University of Illinois golf coach Mike Small leads the contingent of PGA Professionals into the field at Baltusrol this week with his own philosophy. Success, he says, is attained by believing in yourself but not getting caught up in expectations.

By Marino Parascenzo, PGA.com Contributor

SPRINGFIELD, N.J. -- Mike Small, the golf coach at the University of Illinois and tops among the 25 PGA Professionals in the field, revealed the secret he'll try to follow in this 87th PGA Championship.

"You try easy, you don't try hard," said Small, thereby reversing everything everybody ever was taught about effort in athletics since at least the very first Olympiad.

So in the fourth and final major of the year, with Tiger Woods going for his third of them, and with the world watching, it will be easy does it for Small, an easy-talking 39-year-old who got into the field as the PGA's 2005 Club Professional Champion, winning that prestigious title on the spectacular Ocean Course at Kiawah Island in June.

And under the circumstances, how does one get into that beachcomber frame of mind while going toe to toe with long, demanding, historic Baltusrol?

First thing:
no expectations.

"I tell my players that expectations can get you in trouble," Small said, once again seemingly contradicting a keystone of athletic endeavors. But wait.

"You have to believe," said Small, sweating on Baltusrol's practice tee. "You have to believe that you can hit that shot, you have to believe that you can play. You have to believe that you can win. But when you expect to do them -- that's when you're in trouble."

In a word, disappointment hurts. It's deflating. It undermines confidence, saps the will.

"If you go out expecting to shoot a good round, and then bogey the first two holes," Small said, "you're dead."

Small does not have any chants or secret signs. This is part brain and part experience talking. In such matters, he has an edge over most of the PGA club professionals in the field. He's played in two U.S. Opens, the 1994 at Oakmont and the 1998 at the Olympic Club, and missed the cut at both. He also played in the PGA Championship at Whistling Straits last year, and missed that cut with 75-76--151.

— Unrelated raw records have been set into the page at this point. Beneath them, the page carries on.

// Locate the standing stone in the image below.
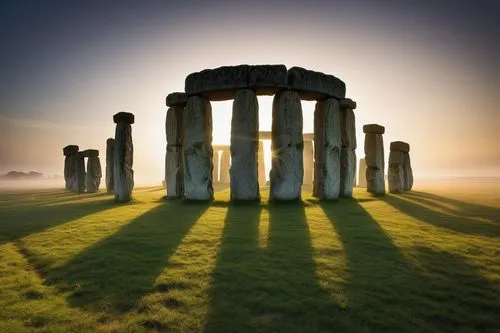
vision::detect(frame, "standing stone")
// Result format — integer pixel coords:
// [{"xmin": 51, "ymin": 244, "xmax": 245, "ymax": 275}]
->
[
  {"xmin": 165, "ymin": 104, "xmax": 184, "ymax": 198},
  {"xmin": 363, "ymin": 124, "xmax": 385, "ymax": 195},
  {"xmin": 106, "ymin": 138, "xmax": 115, "ymax": 193},
  {"xmin": 259, "ymin": 141, "xmax": 266, "ymax": 186},
  {"xmin": 313, "ymin": 98, "xmax": 341, "ymax": 200},
  {"xmin": 113, "ymin": 112, "xmax": 134, "ymax": 202},
  {"xmin": 219, "ymin": 149, "xmax": 231, "ymax": 184},
  {"xmin": 83, "ymin": 149, "xmax": 102, "ymax": 193},
  {"xmin": 339, "ymin": 98, "xmax": 357, "ymax": 197},
  {"xmin": 230, "ymin": 89, "xmax": 260, "ymax": 200},
  {"xmin": 63, "ymin": 145, "xmax": 80, "ymax": 190},
  {"xmin": 358, "ymin": 158, "xmax": 366, "ymax": 188},
  {"xmin": 269, "ymin": 90, "xmax": 304, "ymax": 200},
  {"xmin": 303, "ymin": 140, "xmax": 314, "ymax": 185},
  {"xmin": 184, "ymin": 96, "xmax": 214, "ymax": 200}
]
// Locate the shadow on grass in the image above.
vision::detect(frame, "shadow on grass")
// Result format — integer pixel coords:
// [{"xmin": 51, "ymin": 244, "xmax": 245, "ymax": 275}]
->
[
  {"xmin": 204, "ymin": 202, "xmax": 342, "ymax": 332},
  {"xmin": 47, "ymin": 201, "xmax": 209, "ymax": 313},
  {"xmin": 381, "ymin": 194, "xmax": 500, "ymax": 237}
]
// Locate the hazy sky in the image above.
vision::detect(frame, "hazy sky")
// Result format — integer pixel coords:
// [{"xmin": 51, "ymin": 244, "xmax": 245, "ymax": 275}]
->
[{"xmin": 0, "ymin": 0, "xmax": 500, "ymax": 182}]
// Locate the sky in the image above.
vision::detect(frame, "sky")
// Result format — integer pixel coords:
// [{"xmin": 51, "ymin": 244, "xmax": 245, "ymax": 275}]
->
[{"xmin": 0, "ymin": 0, "xmax": 500, "ymax": 183}]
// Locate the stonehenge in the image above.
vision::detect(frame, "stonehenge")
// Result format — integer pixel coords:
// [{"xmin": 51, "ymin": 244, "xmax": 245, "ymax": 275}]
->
[
  {"xmin": 363, "ymin": 124, "xmax": 385, "ymax": 195},
  {"xmin": 113, "ymin": 112, "xmax": 134, "ymax": 202},
  {"xmin": 82, "ymin": 149, "xmax": 102, "ymax": 193}
]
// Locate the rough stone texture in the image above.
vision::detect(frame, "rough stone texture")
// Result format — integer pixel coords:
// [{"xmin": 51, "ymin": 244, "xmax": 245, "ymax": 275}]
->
[
  {"xmin": 363, "ymin": 124, "xmax": 385, "ymax": 134},
  {"xmin": 165, "ymin": 106, "xmax": 184, "ymax": 198},
  {"xmin": 219, "ymin": 150, "xmax": 231, "ymax": 184},
  {"xmin": 106, "ymin": 138, "xmax": 115, "ymax": 193},
  {"xmin": 75, "ymin": 152, "xmax": 86, "ymax": 193},
  {"xmin": 303, "ymin": 140, "xmax": 314, "ymax": 185},
  {"xmin": 391, "ymin": 141, "xmax": 410, "ymax": 153},
  {"xmin": 230, "ymin": 89, "xmax": 260, "ymax": 200},
  {"xmin": 365, "ymin": 133, "xmax": 384, "ymax": 170},
  {"xmin": 339, "ymin": 147, "xmax": 356, "ymax": 198},
  {"xmin": 269, "ymin": 90, "xmax": 304, "ymax": 200},
  {"xmin": 387, "ymin": 150, "xmax": 405, "ymax": 193},
  {"xmin": 258, "ymin": 141, "xmax": 266, "ymax": 186},
  {"xmin": 113, "ymin": 112, "xmax": 135, "ymax": 125},
  {"xmin": 166, "ymin": 92, "xmax": 188, "ymax": 107},
  {"xmin": 403, "ymin": 152, "xmax": 413, "ymax": 191},
  {"xmin": 313, "ymin": 98, "xmax": 341, "ymax": 200},
  {"xmin": 287, "ymin": 67, "xmax": 345, "ymax": 101},
  {"xmin": 358, "ymin": 158, "xmax": 366, "ymax": 188},
  {"xmin": 184, "ymin": 96, "xmax": 214, "ymax": 200},
  {"xmin": 86, "ymin": 154, "xmax": 102, "ymax": 193},
  {"xmin": 113, "ymin": 118, "xmax": 134, "ymax": 202}
]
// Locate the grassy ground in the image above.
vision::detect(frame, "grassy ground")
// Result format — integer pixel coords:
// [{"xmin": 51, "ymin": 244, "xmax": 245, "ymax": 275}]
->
[{"xmin": 0, "ymin": 183, "xmax": 500, "ymax": 332}]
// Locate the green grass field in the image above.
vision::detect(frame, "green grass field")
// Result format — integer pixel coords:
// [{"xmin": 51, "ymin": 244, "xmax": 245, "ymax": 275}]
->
[{"xmin": 0, "ymin": 182, "xmax": 500, "ymax": 332}]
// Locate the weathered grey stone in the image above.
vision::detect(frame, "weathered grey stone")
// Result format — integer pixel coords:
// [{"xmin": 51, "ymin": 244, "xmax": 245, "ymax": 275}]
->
[
  {"xmin": 365, "ymin": 133, "xmax": 385, "ymax": 170},
  {"xmin": 391, "ymin": 141, "xmax": 410, "ymax": 153},
  {"xmin": 86, "ymin": 156, "xmax": 102, "ymax": 193},
  {"xmin": 363, "ymin": 124, "xmax": 385, "ymax": 134},
  {"xmin": 184, "ymin": 96, "xmax": 213, "ymax": 200},
  {"xmin": 269, "ymin": 90, "xmax": 304, "ymax": 200},
  {"xmin": 166, "ymin": 92, "xmax": 188, "ymax": 107},
  {"xmin": 113, "ymin": 113, "xmax": 134, "ymax": 202},
  {"xmin": 313, "ymin": 98, "xmax": 341, "ymax": 200},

And then there's the insulation of tour days. Small also played in 39 PGA Tour events, winning nearly $145,000, and competed all told in 134 events from 1990 to 2000, his peak year being 1997 when he won the Monterey Open and the Cleveland Open on the Nationwide Tour. He became the golf coach at Illinois in 2000, and started to apply the principles he'd acquired like so much scar tissue under fire on tour.

He breathed the rarefied air in the 2004 Cialis Western Open. Rounds of 69-70-69 left him sixth going into the final round. Then a closing 76 dropped him to a tie for 27th.

"Sometimes you get all wrapped up in the moment," Small said.

Maybe thoughts of a high finish, and maybe riches, are sitting out there, beckoning even the hardiest of souls. Perhaps the mind wanders, the breath comes shorter.

"Yes, I got all wrapped up in those," Small said, meaning the two U.S. Opens, the PGA Championship, and for sure in the Western Open last year. And most especially a guy can get wrapped up in a major.

The majors are still golf, he said, but there is a seductive quality about them.

"They are different," Small said. "It's the atmosphere. It's the pressure -- pressure from the media, pressure from the fans. It's the pressure you put on yourself.

"You have to tell yourself these tournaments are still just golf, but it's very hard," he added. "The great players of the world, they know now to handle it. It's part of what separates regular players from the great players.

"The great players can sense that bad things are going to happen, and they can deal with it. It doesn't always work completely, but they can handle it. It's like a switch. They get that feeling, and it's like they can reach down and throw a switch."

And no expectations. Expectations limit you, he said. Goals, on the other hand ...

"Sure, you can have a goal," he said. "Your goal should be one shot at a time."

And about trying easy?

"Trying hard adds to the pressure," he said. "Try easy -- try to make it fun."